The Contours’ formation and early days
The Contours are an R&B and soul group who was one of the very first acts of the then-fledgling label Motown. They were formed in Detroit, Michigan in 1959. The original lineup consisted of Joe Billingslea, Billy Hoggs, Billy Rollins (who would later be replaced by Leroy Fair), and Hubert Johnson. The group originally started out as the Blenders. When the Contours auditioned for Motown founder and head Berry Gordy, he turned them down. So they enlisted the help of a Gordy associate and R&B star Jackie Wilson, who also happened to be Johnson’s cousin. So in their second audition (singing the same piece), Gordy signed them up in his label.
In 1961, they released their first single “Whole Lotta Woman,” (written by Hoggs and Gordon) which didn’t chart. Soon after the release of their first single, personnel changes occurred — Fair left and was replaced by singer Martha Reeves’ brother Benny, who also himself quit the group for the US Navy service. Benny Reeves was then replaced by Sylvester Potts.
“Do You Love Me” – the Contours’ biggest hit record
Gordy wrote a song for them called “Do You Love Me,” which was reportedly meant for another group The Temptations. But Billingslea later refuted the story.
“Do You Love Me” was given to the Contours, who had been the first choice to perform it. The single rose to #1 on the R&B singles chart and #3 on the Bilboard Hot 100 in 1962. However, they never managed to sustain the momentum.
The Contours’ other charting singles
“Do You Love Me” was the only biggest hit for the band, and they never got to repeat such success. They missed top 40 hits on the pop charts such as 1962’s “Shake Sherry” (#43 pop, #21 R&B), “Can You Do It” (#41 pop, #16), and “Can You Jerk Like Me”(#47 pop, #15 R&B).
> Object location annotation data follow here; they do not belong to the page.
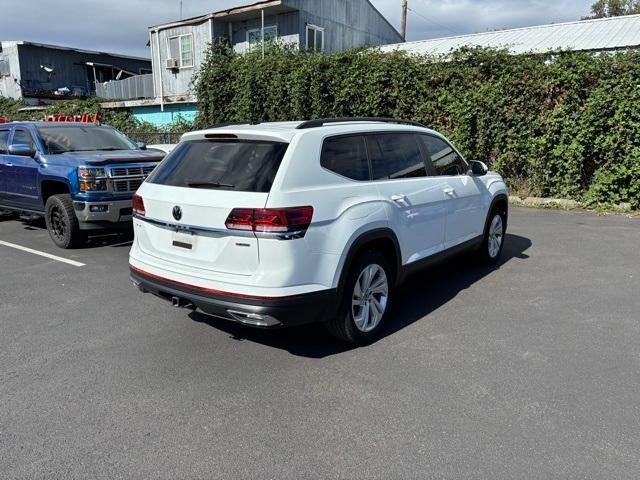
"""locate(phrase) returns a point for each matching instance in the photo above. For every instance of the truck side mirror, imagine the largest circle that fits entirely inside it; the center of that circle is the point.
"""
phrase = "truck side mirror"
(478, 169)
(22, 150)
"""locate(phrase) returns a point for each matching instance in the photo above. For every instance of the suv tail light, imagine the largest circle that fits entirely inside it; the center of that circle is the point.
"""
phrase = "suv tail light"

They also recorded a song written by Smokey Robinson “First I Look at the Purse” (at #57 pop, #12 R&B in 1965) and a Stevie Wonder-co-written track “Just a Little Misunderstanding” (#85 pop, #18 R&B in 1966).
Becoming “out of place” in Motown
As Motown developed its own slick and sophisticated blueprint that later got them crossover success and fame, the Contours were becoming out of place (and out of favor) from either the public and the label. They had become somewhat of an anomaly in the label. By this time the original quintet had begun to be no longer intact, with Joe Stubbs (brother of Levi Stubbs of the Four Tops) and Dennis Edwards coming in as new members.
Later career: The two Contours
The Contours’ last charting hit was in “It’s So Hard Being a Loser,” which became both a minor pop and R&B hit in 1967, and the following year the Contours disbanded. However, in the early 1970s Billingslea re-formed the group with newer members. The group slowly re-claimed popularity during the 70s and early 80s, mostly through playing for the oldies circutit. Before, they were gigs in their hometown Detroit, and eventually to local and eve international live appearances. Potts re-joined the Contours in the early 1980s. Sad news, though: Johnson committed suicide in 1981.
The sleeper hit film Dirty Dancing featured their popular hit “Do You Love Me” as one of its soundtrack. “Do You Love Me” gained a sort of renaissance on the charts, as the song rose to #11 on the Billboard Hot 100 in 1988.
In the present, Billingslea and Potts have led their own groups with the Contours name, as “The Contours with Joe Billingslea” and “The Contours featuring Sylvester Potts,” respectively. Most of the earlier members had passed away — aside from Johnson in 1981, Joe Stubbs also died in 1998, Gordon in 1999, Fair in 2004, and sometime member Huey Davis (a guitarist for the group) in 2000. Hoggs, who left the group in 1964 to become a minister, is now retired and resides in Michigan.
The Contours were inducted into the Doo-Wop Hall of Fame in 2010.